Developer Control Planes: A Cloud Leader's Point of View

About

Kelsey Hightower talked with Ambassador Labs's Daniel Bryant about a range of subjects, including what shifting left and developer responsibility really means, promise theory and what developers really need to be successful, and developer empathy, or stopping the practice of "cart-before-horse" coding to get to the heart of what users want first.

Episode guests

Kelsey Hightower

Staff Developer Advocate at Google

Kelsey Hightowe, Principal Engineer and Staff Developer Advocate at Google, and a leading voice in the cloud native and Kubernetes space.

Here are some of the key takeaways from their conversation:

Define responsibility

The move to "shift left" has received a lot of attention, but it's not only the developer who is affected. While the developer, and the software, will benefit from the developer getting all the information needed as early as possible, dependencies unfold further downstream. While developer ownership or understanding is important, it is just as important to define who is responsible for different steps, e.g., "If you're the developer, you will have some responsibility for the "ingredients" you add to the mix. You will be asked to understand and answer for some of the choices you make. And beyond the developer, everyone needs to be aware of their responsibility in that pipeline."

Centralize infrastructure

Kubernetes, at the end of the day, is a last-mile technology that requires instruction to do what the developer intends for it to do. As the developer takes on more responsibility, or at least needs to understand the consequences of what they code. Centralizing the experience around a platform or control plane enables understanding of what's required to deploy and run code without the complexity of having to manage it completely. It's about creating a platform that, with some configuration, the developer can trust to run their code as instructed. "The control plane concept or experience is the evolution of this, where things take off for all sorts of infrastructure platforms. You now have a central place to hold state, converge it and keep it true over time. Kubernetes just happens to be what we consider a universal control."

Empathetic engineering

If engineers are coding applications and features without using them or considering the user experience, it is completely devoid of empathy. And what is the point of creating software if isn't serving the needs of its users and helping them accomplish their goals? Engineering empathy for the user into the coding process requires developing human, or soft, skills, like communication and putting oneself into the user's shoes. "It does not work any more to create software in a vacuum. The user reaction should be, 'Wow, someone thought about how I would use this; it's intuitive, it's frictionless'." It is through empathetic engineering that developers will achieve this outcome.

Allow time for research

The industry as a whole would benefit from giving developers more time not only to develop their soft skills but also to do their research, both to understand what has already been created in the world and to gain a better understanding of where gaps and needs are and the psychology of users' behavior.

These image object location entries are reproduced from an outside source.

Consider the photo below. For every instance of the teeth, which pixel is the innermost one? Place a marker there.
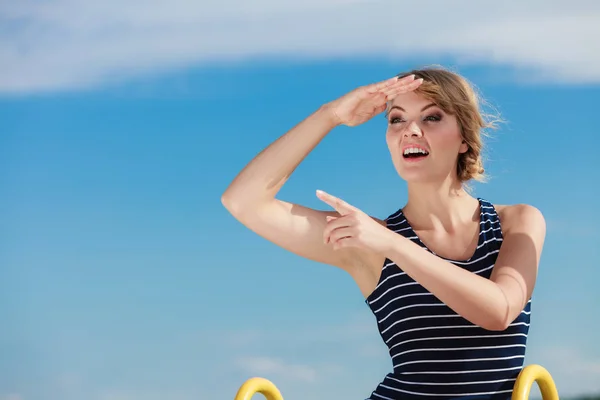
(412, 150)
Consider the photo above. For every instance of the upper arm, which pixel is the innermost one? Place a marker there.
(517, 264)
(296, 228)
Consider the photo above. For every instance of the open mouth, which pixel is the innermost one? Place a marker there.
(414, 153)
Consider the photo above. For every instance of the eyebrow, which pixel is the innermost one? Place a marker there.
(402, 109)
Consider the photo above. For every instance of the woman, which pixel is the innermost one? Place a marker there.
(448, 276)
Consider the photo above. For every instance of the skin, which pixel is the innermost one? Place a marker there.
(440, 211)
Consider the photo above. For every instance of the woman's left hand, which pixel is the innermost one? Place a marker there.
(354, 228)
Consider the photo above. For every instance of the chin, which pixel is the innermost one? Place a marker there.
(420, 175)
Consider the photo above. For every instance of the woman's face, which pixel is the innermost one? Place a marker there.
(423, 140)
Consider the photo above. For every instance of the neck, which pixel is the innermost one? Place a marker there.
(441, 205)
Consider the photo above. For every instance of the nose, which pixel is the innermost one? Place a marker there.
(413, 130)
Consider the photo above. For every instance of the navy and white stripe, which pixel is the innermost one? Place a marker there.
(436, 353)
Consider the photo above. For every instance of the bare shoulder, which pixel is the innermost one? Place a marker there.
(520, 217)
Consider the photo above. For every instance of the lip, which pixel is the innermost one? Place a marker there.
(414, 145)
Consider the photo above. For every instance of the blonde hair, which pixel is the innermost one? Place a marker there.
(456, 96)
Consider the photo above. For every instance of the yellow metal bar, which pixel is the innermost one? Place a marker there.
(258, 385)
(530, 374)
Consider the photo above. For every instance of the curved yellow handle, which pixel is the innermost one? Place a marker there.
(530, 374)
(258, 385)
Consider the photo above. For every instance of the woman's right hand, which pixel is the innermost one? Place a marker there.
(363, 103)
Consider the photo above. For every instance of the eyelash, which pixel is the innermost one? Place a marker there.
(436, 118)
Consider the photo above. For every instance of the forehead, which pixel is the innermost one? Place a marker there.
(409, 101)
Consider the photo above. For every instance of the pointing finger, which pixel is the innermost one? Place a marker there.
(338, 204)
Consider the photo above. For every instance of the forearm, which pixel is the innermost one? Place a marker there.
(477, 299)
(264, 176)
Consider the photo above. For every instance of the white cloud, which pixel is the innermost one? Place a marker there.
(268, 366)
(68, 44)
(11, 396)
(574, 372)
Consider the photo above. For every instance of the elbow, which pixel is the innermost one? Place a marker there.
(230, 203)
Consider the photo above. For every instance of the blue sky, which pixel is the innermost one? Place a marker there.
(124, 278)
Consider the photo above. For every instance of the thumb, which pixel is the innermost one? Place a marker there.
(338, 204)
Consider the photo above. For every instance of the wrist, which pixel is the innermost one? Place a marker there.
(391, 243)
(327, 112)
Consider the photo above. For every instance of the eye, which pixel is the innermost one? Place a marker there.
(395, 120)
(434, 117)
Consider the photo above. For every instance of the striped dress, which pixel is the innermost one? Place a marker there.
(436, 353)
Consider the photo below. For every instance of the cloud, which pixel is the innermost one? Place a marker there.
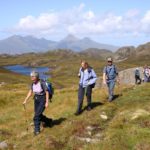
(80, 21)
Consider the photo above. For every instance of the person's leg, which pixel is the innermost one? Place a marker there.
(89, 97)
(39, 108)
(80, 98)
(139, 80)
(111, 85)
(136, 79)
(47, 122)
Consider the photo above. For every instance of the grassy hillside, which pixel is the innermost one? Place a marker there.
(120, 125)
(64, 64)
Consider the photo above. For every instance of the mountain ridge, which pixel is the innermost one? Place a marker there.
(17, 44)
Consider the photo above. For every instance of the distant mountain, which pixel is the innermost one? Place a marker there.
(17, 44)
(98, 53)
(73, 43)
(124, 53)
(140, 53)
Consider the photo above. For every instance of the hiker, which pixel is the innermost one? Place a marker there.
(137, 76)
(41, 100)
(146, 72)
(87, 82)
(110, 76)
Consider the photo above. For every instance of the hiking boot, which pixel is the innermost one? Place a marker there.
(77, 113)
(89, 109)
(36, 133)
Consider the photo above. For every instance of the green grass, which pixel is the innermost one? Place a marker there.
(118, 132)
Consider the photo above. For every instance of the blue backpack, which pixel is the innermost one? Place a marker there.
(49, 87)
(111, 72)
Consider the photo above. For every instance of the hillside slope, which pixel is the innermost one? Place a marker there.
(120, 125)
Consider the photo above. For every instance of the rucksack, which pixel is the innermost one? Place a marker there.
(49, 87)
(111, 75)
(147, 73)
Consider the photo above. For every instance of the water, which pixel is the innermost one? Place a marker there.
(27, 70)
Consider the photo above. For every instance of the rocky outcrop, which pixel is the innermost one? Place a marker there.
(126, 77)
(123, 53)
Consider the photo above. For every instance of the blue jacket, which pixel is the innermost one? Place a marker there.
(87, 77)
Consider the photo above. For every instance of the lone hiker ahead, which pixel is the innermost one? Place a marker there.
(137, 76)
(41, 99)
(87, 82)
(110, 75)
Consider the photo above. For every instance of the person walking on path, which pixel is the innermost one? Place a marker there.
(110, 76)
(146, 72)
(137, 76)
(87, 82)
(41, 100)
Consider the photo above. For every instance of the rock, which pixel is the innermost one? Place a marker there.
(127, 76)
(3, 145)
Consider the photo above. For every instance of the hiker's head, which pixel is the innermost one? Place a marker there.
(84, 64)
(34, 76)
(109, 61)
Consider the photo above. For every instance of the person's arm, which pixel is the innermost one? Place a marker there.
(47, 99)
(94, 77)
(27, 97)
(117, 76)
(104, 75)
(104, 78)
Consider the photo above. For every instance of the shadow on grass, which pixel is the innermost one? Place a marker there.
(57, 121)
(93, 105)
(116, 96)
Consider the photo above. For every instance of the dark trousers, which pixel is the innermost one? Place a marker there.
(39, 107)
(137, 79)
(111, 86)
(81, 92)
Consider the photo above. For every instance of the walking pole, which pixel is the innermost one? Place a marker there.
(105, 90)
(26, 120)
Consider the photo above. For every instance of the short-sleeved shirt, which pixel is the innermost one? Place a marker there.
(111, 72)
(39, 88)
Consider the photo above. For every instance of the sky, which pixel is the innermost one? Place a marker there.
(115, 22)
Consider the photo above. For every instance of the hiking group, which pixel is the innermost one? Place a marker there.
(87, 80)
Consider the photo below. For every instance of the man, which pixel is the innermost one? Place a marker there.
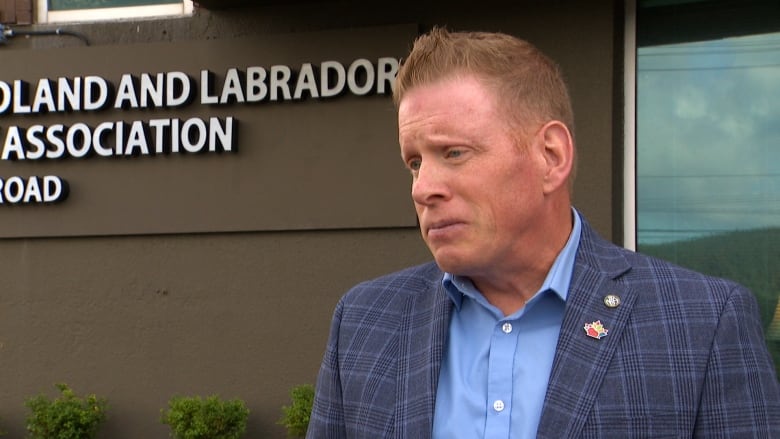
(528, 324)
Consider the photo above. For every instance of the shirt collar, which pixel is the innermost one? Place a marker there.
(558, 278)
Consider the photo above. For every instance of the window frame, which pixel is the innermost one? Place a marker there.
(44, 15)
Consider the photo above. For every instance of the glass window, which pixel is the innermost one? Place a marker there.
(51, 11)
(708, 159)
(62, 5)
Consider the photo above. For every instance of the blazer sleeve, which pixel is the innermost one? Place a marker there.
(741, 396)
(327, 416)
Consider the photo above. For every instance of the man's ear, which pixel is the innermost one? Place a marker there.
(558, 150)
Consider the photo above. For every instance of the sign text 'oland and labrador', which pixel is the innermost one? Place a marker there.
(156, 136)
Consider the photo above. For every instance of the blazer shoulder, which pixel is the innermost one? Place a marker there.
(414, 280)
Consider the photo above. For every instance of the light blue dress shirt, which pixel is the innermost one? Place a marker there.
(495, 369)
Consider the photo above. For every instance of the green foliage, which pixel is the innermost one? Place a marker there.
(65, 417)
(210, 418)
(296, 416)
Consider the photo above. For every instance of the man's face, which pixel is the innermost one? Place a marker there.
(478, 193)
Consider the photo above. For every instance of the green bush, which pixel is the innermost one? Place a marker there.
(296, 416)
(65, 417)
(210, 418)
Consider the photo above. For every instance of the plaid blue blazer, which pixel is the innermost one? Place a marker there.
(684, 356)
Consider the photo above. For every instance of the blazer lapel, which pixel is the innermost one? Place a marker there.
(581, 360)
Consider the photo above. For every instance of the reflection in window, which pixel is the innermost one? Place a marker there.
(708, 162)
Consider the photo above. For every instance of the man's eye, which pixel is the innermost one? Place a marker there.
(454, 153)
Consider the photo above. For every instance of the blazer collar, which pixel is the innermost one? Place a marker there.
(582, 361)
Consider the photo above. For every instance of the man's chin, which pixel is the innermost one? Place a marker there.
(450, 263)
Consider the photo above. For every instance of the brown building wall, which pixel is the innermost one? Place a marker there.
(140, 318)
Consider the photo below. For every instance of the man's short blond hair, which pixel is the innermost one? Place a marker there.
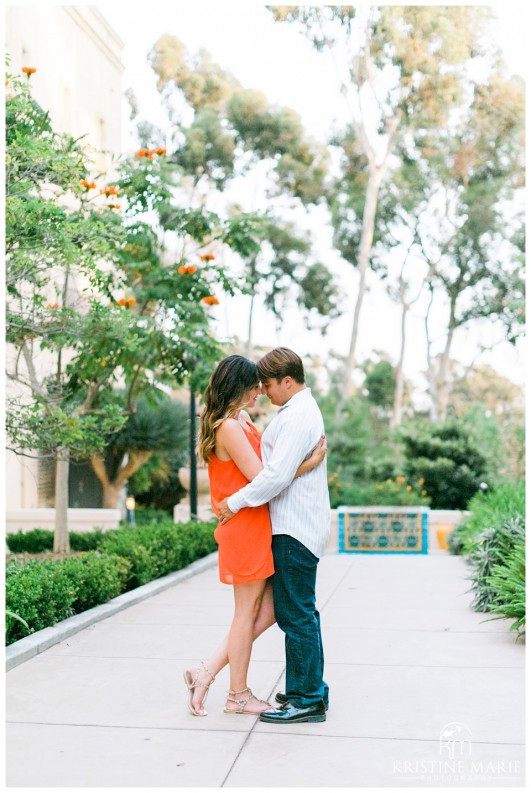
(281, 362)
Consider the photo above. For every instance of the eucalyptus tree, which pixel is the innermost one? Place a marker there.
(223, 137)
(93, 301)
(400, 71)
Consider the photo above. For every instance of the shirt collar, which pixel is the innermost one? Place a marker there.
(300, 395)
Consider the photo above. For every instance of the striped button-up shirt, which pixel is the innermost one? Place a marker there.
(298, 507)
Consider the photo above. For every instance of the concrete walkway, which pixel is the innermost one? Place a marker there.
(423, 693)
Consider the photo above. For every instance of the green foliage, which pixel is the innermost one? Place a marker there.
(144, 514)
(491, 554)
(159, 548)
(380, 383)
(45, 592)
(491, 510)
(96, 578)
(156, 486)
(507, 583)
(41, 540)
(444, 457)
(154, 427)
(55, 234)
(40, 593)
(391, 492)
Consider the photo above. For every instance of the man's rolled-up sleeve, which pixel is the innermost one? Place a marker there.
(291, 447)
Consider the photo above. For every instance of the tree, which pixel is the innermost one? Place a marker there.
(151, 429)
(56, 242)
(223, 135)
(132, 313)
(403, 78)
(281, 267)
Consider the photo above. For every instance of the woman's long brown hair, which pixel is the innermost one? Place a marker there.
(231, 378)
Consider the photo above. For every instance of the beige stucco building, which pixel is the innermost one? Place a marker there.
(77, 56)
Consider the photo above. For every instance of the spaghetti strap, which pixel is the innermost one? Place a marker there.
(244, 541)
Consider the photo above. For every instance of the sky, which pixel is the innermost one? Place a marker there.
(244, 40)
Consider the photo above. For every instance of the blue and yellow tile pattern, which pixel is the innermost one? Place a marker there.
(383, 529)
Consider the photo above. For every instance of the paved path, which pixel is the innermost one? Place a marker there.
(406, 660)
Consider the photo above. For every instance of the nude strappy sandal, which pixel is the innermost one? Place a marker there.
(243, 702)
(192, 683)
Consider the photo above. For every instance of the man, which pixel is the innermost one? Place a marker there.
(300, 521)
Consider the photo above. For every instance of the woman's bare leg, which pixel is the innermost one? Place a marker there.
(220, 658)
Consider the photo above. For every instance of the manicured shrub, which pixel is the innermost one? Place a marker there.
(34, 541)
(96, 578)
(443, 455)
(41, 540)
(40, 593)
(45, 592)
(157, 549)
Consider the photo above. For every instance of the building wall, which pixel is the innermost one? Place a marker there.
(78, 81)
(77, 57)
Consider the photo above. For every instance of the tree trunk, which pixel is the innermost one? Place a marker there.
(396, 417)
(369, 215)
(61, 542)
(111, 490)
(248, 345)
(443, 391)
(111, 496)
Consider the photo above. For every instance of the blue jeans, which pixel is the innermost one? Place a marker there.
(297, 616)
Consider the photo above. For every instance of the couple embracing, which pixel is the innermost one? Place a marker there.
(271, 496)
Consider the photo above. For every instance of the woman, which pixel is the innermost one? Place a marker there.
(230, 445)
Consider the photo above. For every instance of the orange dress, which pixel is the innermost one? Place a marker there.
(245, 541)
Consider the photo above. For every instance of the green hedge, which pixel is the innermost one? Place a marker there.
(43, 593)
(46, 592)
(41, 540)
(488, 511)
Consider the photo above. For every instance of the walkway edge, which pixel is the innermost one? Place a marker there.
(30, 646)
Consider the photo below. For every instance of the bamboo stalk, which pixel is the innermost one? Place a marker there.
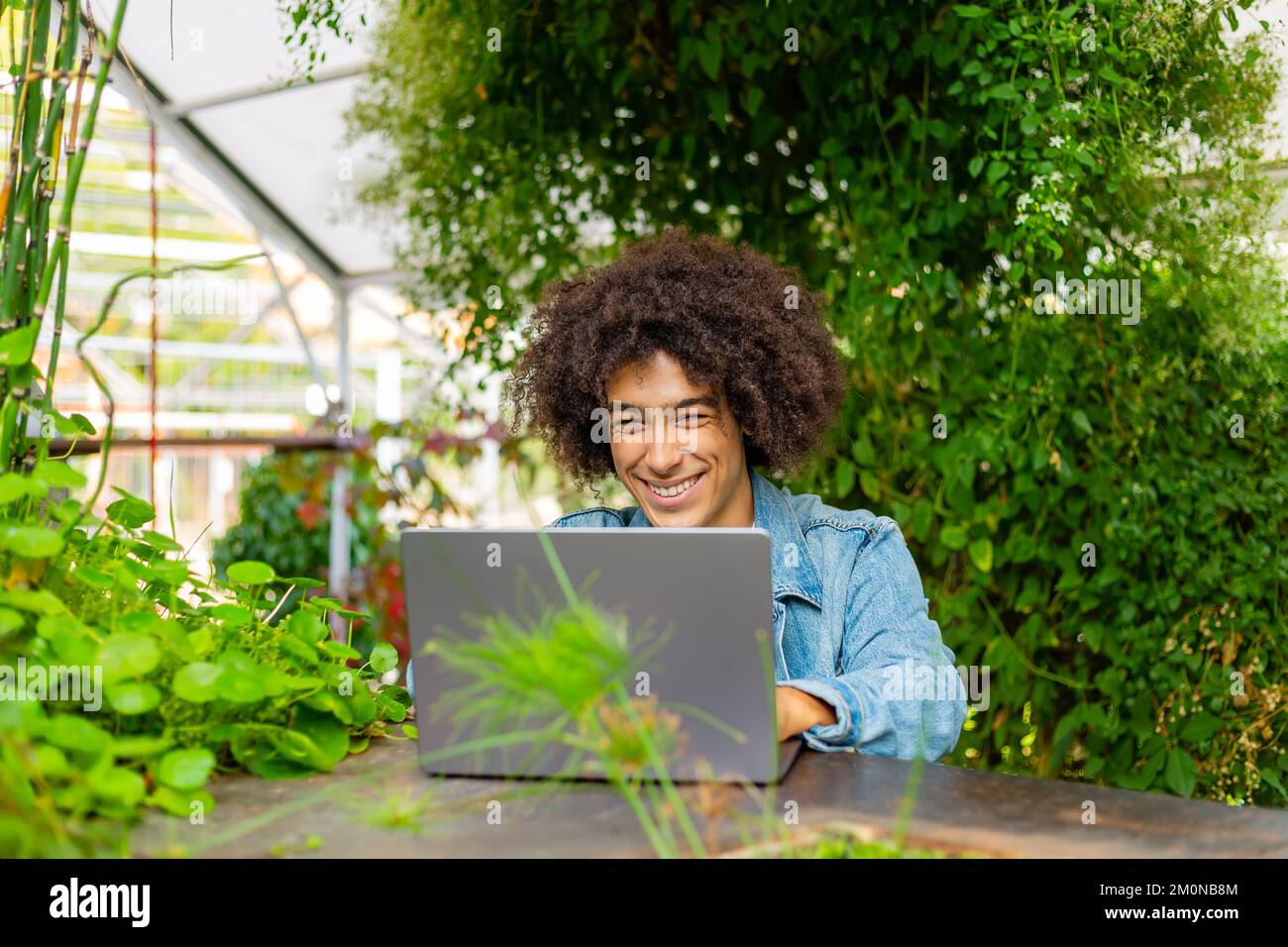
(55, 253)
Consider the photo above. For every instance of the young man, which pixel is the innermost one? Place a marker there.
(681, 368)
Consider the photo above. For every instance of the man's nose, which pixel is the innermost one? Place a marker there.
(664, 449)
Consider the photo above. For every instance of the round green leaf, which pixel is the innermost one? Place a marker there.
(239, 686)
(133, 697)
(196, 682)
(982, 554)
(185, 770)
(55, 474)
(252, 573)
(30, 541)
(384, 657)
(128, 656)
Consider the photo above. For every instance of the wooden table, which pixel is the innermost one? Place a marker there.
(378, 804)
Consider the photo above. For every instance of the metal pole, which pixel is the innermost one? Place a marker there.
(338, 573)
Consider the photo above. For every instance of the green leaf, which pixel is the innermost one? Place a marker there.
(982, 554)
(130, 512)
(1180, 774)
(123, 788)
(239, 686)
(301, 582)
(128, 656)
(33, 600)
(1081, 423)
(30, 541)
(953, 536)
(138, 748)
(1201, 727)
(708, 55)
(196, 682)
(384, 657)
(133, 697)
(844, 476)
(14, 486)
(185, 770)
(17, 346)
(252, 573)
(58, 474)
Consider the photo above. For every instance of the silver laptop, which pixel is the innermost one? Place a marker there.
(697, 608)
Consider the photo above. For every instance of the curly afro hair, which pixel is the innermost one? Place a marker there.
(720, 309)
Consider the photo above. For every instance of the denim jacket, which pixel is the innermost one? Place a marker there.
(850, 624)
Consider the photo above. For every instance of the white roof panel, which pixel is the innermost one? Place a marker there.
(223, 71)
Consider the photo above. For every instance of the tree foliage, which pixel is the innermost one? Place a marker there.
(927, 166)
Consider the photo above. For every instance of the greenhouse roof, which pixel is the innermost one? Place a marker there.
(226, 89)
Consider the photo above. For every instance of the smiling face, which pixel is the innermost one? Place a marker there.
(678, 447)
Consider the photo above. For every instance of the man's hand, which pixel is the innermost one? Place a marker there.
(798, 711)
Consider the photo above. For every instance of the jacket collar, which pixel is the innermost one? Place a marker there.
(791, 569)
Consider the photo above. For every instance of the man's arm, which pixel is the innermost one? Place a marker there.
(898, 693)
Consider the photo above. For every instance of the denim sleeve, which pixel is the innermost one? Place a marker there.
(900, 693)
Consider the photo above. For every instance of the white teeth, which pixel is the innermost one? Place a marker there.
(673, 491)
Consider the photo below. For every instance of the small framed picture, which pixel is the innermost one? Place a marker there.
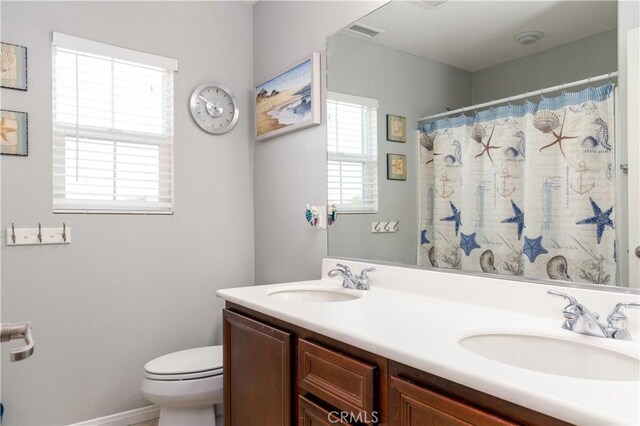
(396, 128)
(13, 66)
(290, 100)
(396, 167)
(13, 133)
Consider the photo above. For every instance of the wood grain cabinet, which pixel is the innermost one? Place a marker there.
(312, 414)
(257, 373)
(340, 380)
(279, 374)
(413, 405)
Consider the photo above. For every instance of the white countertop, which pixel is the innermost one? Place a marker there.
(408, 324)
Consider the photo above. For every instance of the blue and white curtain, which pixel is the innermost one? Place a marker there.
(523, 190)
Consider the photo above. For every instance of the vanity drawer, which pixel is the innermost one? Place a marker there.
(413, 405)
(312, 414)
(342, 381)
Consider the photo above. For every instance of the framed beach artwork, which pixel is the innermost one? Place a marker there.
(396, 128)
(13, 66)
(13, 133)
(289, 101)
(396, 167)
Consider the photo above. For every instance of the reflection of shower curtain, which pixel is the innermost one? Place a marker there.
(523, 190)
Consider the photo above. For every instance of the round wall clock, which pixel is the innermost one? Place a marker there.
(214, 108)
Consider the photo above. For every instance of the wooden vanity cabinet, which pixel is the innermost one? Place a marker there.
(413, 405)
(278, 374)
(257, 372)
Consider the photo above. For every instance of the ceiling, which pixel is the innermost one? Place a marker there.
(474, 35)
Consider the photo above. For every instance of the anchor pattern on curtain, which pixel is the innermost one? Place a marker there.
(522, 190)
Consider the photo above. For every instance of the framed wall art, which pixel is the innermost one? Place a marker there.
(290, 100)
(13, 66)
(13, 133)
(396, 128)
(396, 167)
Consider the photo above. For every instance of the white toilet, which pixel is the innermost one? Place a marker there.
(185, 385)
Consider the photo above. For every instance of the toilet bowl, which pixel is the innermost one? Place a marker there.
(185, 385)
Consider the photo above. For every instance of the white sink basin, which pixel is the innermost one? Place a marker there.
(315, 295)
(554, 355)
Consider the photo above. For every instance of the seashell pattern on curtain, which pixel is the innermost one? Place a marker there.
(523, 190)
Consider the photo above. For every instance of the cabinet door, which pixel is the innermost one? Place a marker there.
(312, 414)
(257, 373)
(412, 405)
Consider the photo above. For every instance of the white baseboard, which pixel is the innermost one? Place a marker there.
(124, 419)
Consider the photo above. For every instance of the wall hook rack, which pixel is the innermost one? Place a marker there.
(385, 227)
(38, 236)
(316, 216)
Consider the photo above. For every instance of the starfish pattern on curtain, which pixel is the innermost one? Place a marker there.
(551, 160)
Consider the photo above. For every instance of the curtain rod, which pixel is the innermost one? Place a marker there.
(523, 96)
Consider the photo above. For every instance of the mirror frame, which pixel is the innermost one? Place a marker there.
(549, 282)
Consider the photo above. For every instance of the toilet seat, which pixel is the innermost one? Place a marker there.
(189, 364)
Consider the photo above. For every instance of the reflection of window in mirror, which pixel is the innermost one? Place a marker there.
(352, 158)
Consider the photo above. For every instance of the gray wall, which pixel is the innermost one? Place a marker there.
(405, 85)
(577, 60)
(286, 247)
(129, 288)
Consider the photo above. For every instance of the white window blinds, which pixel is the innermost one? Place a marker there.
(352, 141)
(112, 128)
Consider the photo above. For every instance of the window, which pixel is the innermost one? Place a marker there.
(112, 128)
(352, 141)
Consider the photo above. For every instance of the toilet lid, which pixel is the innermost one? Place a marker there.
(185, 363)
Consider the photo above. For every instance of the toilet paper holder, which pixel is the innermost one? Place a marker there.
(21, 330)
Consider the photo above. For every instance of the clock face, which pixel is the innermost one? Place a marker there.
(214, 108)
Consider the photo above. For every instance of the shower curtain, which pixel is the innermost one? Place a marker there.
(523, 190)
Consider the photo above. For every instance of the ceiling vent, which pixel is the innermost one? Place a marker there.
(528, 37)
(433, 3)
(364, 30)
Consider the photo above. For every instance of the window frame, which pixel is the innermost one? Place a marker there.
(115, 138)
(369, 159)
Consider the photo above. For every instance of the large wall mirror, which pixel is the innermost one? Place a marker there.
(486, 137)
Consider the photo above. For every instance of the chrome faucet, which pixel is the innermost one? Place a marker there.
(359, 281)
(581, 320)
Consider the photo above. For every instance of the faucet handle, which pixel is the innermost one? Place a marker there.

"Code should be the final step in the software development process. If you get really good at the human side of it, I think you will end up writing much better software."

Answer the maturity call: security

The supply chain of software is the next great step in the maturity curve for cloud-native computing. Developers should be able to account for what is actually in the software. The importance of developers taking greater ownership of what they code and its dependencies is becoming codified in the form of software bills of materials (SBOMs). SBOMs ensure the integrity of the software supply chain and help elevate application security.

"Education, centralization and discipline will help us really focus attention on what's in our software. And knowing that we have the power, control and responsibility to make sure that only the things that are necessary to be in there."